Array with only one rod
How to Handle:
Return 0, as one rod cannot form two equal-height towers.
Array with all rods of length 0
How to Handle:
Return 0, as the maximum height is 0 when all rods have length 0.
Array with large rod lengths causing integer overflow during summation
How to Handle:
Use long data type to prevent integer overflow when calculating sums or differences of rod lengths.
All rods have the same length
How to Handle:
If the number of rods is even, the billboard height is sum/2; otherwise, it's impossible and the height is still 0 using dynamic programming approach.

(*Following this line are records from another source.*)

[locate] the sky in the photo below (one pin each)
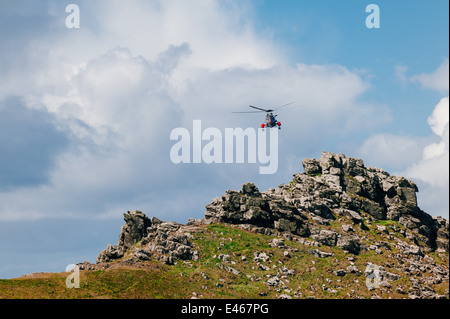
(86, 113)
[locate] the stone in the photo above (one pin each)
(326, 237)
(311, 166)
(349, 243)
(135, 228)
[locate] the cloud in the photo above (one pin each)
(425, 160)
(433, 167)
(29, 143)
(118, 98)
(392, 152)
(438, 80)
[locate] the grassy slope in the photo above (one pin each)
(313, 276)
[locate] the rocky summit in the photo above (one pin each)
(338, 230)
(337, 203)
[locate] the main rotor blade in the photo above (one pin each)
(260, 108)
(249, 112)
(284, 106)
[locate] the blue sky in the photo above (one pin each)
(86, 114)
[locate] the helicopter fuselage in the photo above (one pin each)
(271, 121)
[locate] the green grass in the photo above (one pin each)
(156, 280)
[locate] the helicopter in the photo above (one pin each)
(271, 119)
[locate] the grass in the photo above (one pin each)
(208, 277)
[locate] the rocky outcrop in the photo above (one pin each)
(165, 241)
(331, 187)
(336, 203)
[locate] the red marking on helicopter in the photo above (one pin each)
(271, 120)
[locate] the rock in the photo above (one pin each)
(349, 243)
(141, 254)
(340, 273)
(311, 166)
(320, 254)
(135, 228)
(277, 242)
(325, 203)
(326, 237)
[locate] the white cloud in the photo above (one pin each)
(424, 160)
(438, 80)
(120, 96)
(392, 152)
(433, 167)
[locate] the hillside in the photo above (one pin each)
(338, 230)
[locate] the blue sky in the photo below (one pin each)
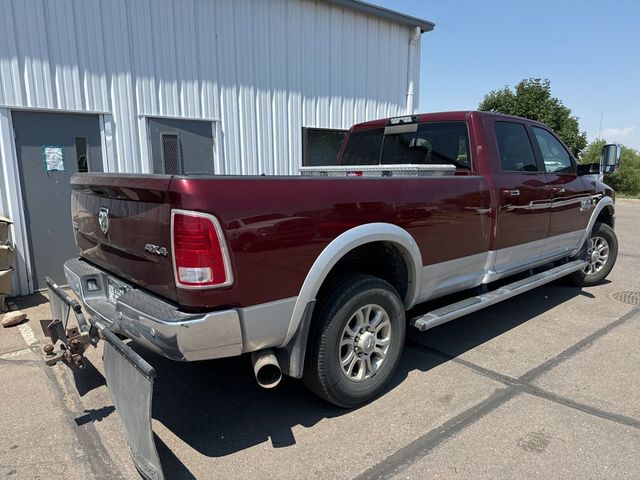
(590, 51)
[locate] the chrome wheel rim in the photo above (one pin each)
(364, 342)
(597, 255)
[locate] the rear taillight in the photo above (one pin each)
(200, 258)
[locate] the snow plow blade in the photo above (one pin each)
(129, 377)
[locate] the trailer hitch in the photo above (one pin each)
(129, 377)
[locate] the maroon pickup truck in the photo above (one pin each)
(317, 275)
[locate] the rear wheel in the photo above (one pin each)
(356, 342)
(602, 252)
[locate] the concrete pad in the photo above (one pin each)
(606, 375)
(533, 438)
(234, 426)
(37, 439)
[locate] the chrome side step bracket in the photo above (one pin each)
(473, 304)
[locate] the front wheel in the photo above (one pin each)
(356, 342)
(602, 252)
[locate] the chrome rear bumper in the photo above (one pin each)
(154, 323)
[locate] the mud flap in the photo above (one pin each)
(130, 381)
(129, 377)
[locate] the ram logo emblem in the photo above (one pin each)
(156, 250)
(103, 219)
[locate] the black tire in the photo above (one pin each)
(590, 276)
(339, 305)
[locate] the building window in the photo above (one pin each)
(82, 155)
(171, 158)
(321, 146)
(181, 146)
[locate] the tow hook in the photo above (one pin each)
(74, 341)
(71, 353)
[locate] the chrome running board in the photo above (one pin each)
(473, 304)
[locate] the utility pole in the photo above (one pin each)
(600, 129)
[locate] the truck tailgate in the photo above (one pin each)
(118, 220)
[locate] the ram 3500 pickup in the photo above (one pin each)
(317, 275)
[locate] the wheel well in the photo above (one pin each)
(379, 259)
(606, 216)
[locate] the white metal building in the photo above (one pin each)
(250, 74)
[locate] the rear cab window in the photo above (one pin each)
(555, 157)
(429, 143)
(514, 148)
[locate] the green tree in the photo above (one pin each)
(532, 99)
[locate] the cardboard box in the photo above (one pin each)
(4, 229)
(7, 255)
(5, 281)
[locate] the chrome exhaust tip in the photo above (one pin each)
(266, 368)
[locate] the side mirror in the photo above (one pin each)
(588, 169)
(610, 158)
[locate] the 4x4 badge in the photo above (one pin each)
(103, 219)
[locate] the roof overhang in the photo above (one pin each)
(381, 12)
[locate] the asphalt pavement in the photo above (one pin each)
(545, 385)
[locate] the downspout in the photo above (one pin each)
(412, 65)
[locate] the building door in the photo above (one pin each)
(51, 147)
(181, 146)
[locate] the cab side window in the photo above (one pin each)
(555, 156)
(363, 147)
(431, 143)
(514, 147)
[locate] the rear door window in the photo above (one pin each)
(363, 147)
(443, 143)
(514, 147)
(555, 156)
(432, 143)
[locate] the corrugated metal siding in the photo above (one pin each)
(265, 69)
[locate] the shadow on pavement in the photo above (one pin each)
(217, 408)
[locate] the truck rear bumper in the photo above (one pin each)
(151, 322)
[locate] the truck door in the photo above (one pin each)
(523, 199)
(571, 195)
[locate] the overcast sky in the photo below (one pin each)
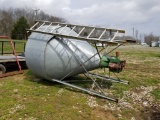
(142, 15)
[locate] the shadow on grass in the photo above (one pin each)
(79, 80)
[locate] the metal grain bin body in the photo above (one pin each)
(50, 57)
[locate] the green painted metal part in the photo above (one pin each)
(113, 63)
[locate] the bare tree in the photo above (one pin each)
(6, 22)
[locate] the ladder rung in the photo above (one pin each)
(81, 31)
(71, 30)
(41, 25)
(34, 25)
(102, 34)
(91, 33)
(62, 29)
(54, 28)
(47, 27)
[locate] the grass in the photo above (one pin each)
(7, 48)
(27, 97)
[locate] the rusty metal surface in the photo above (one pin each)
(50, 57)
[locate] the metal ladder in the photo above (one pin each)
(86, 33)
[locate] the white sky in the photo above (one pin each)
(143, 15)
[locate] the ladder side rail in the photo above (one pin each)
(81, 31)
(114, 36)
(102, 34)
(71, 30)
(34, 25)
(47, 27)
(98, 28)
(91, 32)
(62, 29)
(54, 28)
(41, 25)
(92, 40)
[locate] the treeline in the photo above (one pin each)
(9, 18)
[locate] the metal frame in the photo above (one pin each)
(96, 39)
(87, 38)
(16, 57)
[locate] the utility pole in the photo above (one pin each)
(36, 13)
(133, 32)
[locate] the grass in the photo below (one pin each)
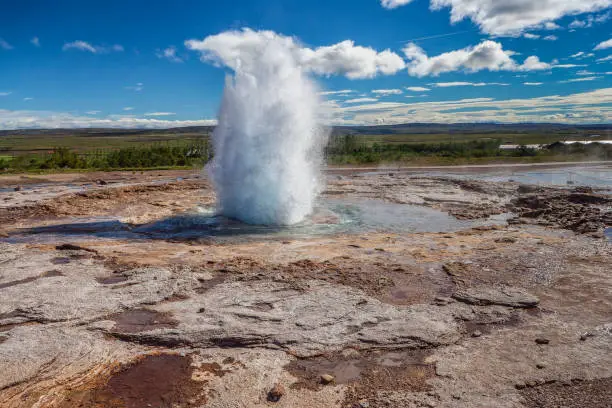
(131, 150)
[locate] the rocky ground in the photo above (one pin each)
(515, 315)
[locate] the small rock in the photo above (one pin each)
(327, 378)
(275, 394)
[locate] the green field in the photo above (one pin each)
(418, 145)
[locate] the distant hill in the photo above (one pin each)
(409, 128)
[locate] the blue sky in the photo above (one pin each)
(127, 63)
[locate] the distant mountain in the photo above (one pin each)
(408, 128)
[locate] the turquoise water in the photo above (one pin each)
(330, 217)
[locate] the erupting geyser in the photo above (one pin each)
(268, 142)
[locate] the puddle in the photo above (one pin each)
(332, 216)
(347, 370)
(141, 320)
(160, 381)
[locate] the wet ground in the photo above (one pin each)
(403, 289)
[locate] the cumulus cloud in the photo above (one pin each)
(513, 17)
(136, 88)
(587, 107)
(361, 100)
(30, 119)
(341, 92)
(94, 49)
(453, 84)
(169, 54)
(488, 55)
(590, 21)
(5, 45)
(583, 79)
(417, 89)
(604, 45)
(160, 114)
(391, 4)
(385, 92)
(232, 48)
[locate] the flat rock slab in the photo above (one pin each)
(488, 295)
(308, 320)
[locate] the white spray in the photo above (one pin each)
(268, 142)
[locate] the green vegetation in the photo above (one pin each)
(103, 149)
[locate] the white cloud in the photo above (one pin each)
(169, 54)
(136, 88)
(5, 45)
(29, 119)
(391, 4)
(584, 79)
(417, 89)
(604, 45)
(160, 114)
(488, 55)
(454, 84)
(94, 49)
(231, 48)
(342, 92)
(361, 100)
(569, 65)
(587, 107)
(385, 92)
(512, 17)
(590, 21)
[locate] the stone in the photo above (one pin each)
(275, 394)
(488, 295)
(327, 378)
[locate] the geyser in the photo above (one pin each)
(268, 142)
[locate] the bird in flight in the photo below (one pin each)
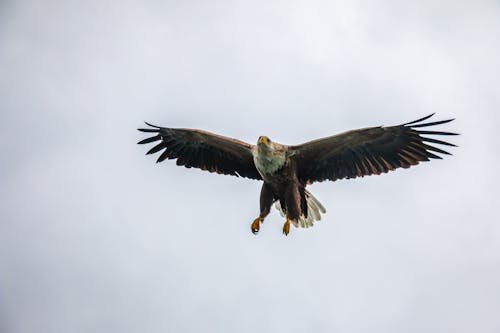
(287, 170)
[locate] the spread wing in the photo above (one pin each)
(204, 150)
(368, 151)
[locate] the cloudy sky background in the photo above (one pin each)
(96, 237)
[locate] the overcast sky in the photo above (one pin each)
(96, 237)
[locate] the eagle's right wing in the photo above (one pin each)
(367, 151)
(204, 150)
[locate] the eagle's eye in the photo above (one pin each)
(263, 139)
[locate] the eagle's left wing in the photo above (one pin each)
(367, 151)
(204, 150)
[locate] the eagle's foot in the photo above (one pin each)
(256, 225)
(286, 227)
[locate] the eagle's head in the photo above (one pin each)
(263, 141)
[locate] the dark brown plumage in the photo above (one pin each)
(287, 170)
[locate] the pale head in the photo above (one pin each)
(263, 141)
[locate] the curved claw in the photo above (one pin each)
(255, 227)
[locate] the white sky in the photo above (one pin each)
(96, 237)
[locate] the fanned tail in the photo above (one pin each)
(314, 211)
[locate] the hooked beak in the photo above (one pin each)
(263, 139)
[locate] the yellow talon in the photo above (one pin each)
(256, 225)
(286, 227)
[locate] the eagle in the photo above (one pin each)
(286, 170)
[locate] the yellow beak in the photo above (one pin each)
(263, 139)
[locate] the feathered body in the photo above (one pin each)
(281, 185)
(287, 170)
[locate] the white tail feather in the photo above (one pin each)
(314, 211)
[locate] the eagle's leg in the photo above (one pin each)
(256, 225)
(286, 227)
(266, 201)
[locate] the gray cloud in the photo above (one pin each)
(96, 237)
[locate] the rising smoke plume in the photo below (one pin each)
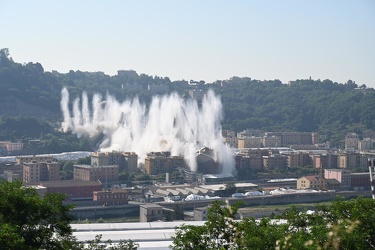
(170, 124)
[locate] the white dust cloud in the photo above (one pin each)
(169, 124)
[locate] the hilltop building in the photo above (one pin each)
(162, 162)
(35, 171)
(127, 161)
(104, 174)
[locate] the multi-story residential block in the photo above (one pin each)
(127, 161)
(342, 175)
(366, 144)
(115, 196)
(296, 138)
(250, 132)
(230, 138)
(250, 142)
(162, 162)
(197, 94)
(274, 161)
(150, 212)
(352, 160)
(298, 159)
(11, 146)
(104, 174)
(369, 134)
(271, 141)
(30, 158)
(158, 89)
(360, 181)
(40, 171)
(351, 141)
(10, 176)
(324, 160)
(311, 182)
(72, 188)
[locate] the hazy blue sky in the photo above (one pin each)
(200, 40)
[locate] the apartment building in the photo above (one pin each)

No possible equal-height towers can be built.
How to Handle:
The dynamic programming approach correctly returns 0 when no combination results in equal tower heights.
Maximum array size to consider time complexity.
How to Handle:
Dynamic programming is suitable up to a certain size but a heuristic approach may be needed for larger arrays.
Negative Rod Lengths.
How to Handle:
Throw an error, as rod lengths cannot be negative.